Pelican Technical Article:

Checking Air Conditioning Refrigerant Levels

Jared Fenton


1 hour1 hr


$0 to $100




Air conditioning manifold gauges and hoses

Applicable Models:

Porsche 955 Cayenne (2004-10)
Porsche 955 Cayenne GTS (2008-10)
Porsche 955 Cayenne S (2003-10)
Porsche 955 Cayenne Turbo (2003-10)
Porsche 955 Cayenne Turbo S (2006-10)

Parts Required:

R-134a refrigerant

Hot Tip:

Run your air conditioning at least once a week

Performance Gain:

Staying cool in hot climates

Complementary Modification:

Replace cabin air filter

On any car, the air conditioning system is a complicated beast. This project is not intended to be a repair manual for your A/C system, but should serve more as a guide to how the system works and offer key points about topping off the refrigerant level.

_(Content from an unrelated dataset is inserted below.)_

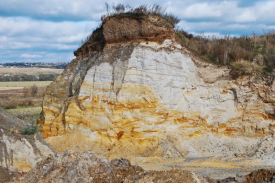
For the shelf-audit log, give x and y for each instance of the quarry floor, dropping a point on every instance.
(207, 167)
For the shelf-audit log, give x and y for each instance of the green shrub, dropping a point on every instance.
(29, 129)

Air conditioning systems work using the theory of thermodynamics, whereby heat flows from a warmer surface to a colder one. Let's begin by explaining in layman's terms how air conditioning works. Here is a list of the main system components and what they do.

Compressor: The main function of the compressor is to compress and pressurize the refrigerant in the system, and also to keep the refrigerant moving through the system when the A/C is turned on. The compressor is belt driven off the engine. The compressor takes in cold, low-pressure gaseous refrigerant and compresses it. As it compresses, it builds up heat. This now-pressurized hot gas is sent to the condenser.

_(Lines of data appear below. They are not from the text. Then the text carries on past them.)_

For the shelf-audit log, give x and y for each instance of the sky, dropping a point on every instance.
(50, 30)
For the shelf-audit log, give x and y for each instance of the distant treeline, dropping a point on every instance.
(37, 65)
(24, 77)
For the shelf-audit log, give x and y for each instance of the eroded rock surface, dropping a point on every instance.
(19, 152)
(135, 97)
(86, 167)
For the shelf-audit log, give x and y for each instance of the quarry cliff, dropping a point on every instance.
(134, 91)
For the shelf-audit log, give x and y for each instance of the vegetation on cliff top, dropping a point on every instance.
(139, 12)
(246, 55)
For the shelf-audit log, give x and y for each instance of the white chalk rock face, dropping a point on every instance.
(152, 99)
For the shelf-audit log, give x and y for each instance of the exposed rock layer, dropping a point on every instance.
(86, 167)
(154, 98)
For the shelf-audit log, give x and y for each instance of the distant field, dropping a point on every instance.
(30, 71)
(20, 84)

Condenser: The condenser then receives the hot gaseous refrigerant from the compressor. Usually, condensers are placed in the front of a car, where it receives oncoming airflow from the radiator fan. The condenser then turns the hot gas into a liquid. This liquid (still under high pressure) is then sent to the receiver drier.

Receiver Drier: The receiver drier next receives the hot pressurized liquid refrigerant from the condenser. It is essentially nothing more than a desiccant tank. It removes moisture from inside the hot liquid refrigerant. Moisture in the lines is a potential problem, as refrigerant can eventually react with moisture and corrode the insides of the system. The process is completed when the hot liquid refrigerant then exits the receiver drier and passes through the expansion valve.

Expansion Valve: The expansion valve receives the hot liquid refrigerant. It allows the pressure of the liquid refrigerant to drop. The drop in pressure causes the liquid refrigerant to cool down. The result is cold liquid refrigerant, which is then sent to the evaporator.

Evaporator: The evaporator receives the cold liquid from the expansion valve. The evaporator is usually located inside the car under the dashboard. When you turn on the A/C fan, it channels air over the evaporator, cooling the air; this air is then blown through the vents of the car. As the cold liquid passes through, it evaporates from a liquid back into a gas, and is then routed back to the compressor to start the entire process again. Additionally, there are two more components to the system that control the operation when you turn the compressor on and off.

A/C Compressor Clutch: The A/C Compressor Clutch is used to engage or disengage the compressor when you press the A/C button on the dashboard. When the A/C is turned off, the belt that drives the compressor spins freely on the A/C Clutch, which is mounted on the front of the compressor. Now when you push the A/C button, it sends current to the clutch, which locks it and allows the compressor to begin turning.

High Pressure/Low Pressure Switches: These two switches are a built-in safety feature. When the system pressure is too low it interrupts the voltage going to the clutch on the compressor, which then disengages the drive belt from the compressor, and turns off the A/C. It works the same way when it senses there is too much pressure in the system.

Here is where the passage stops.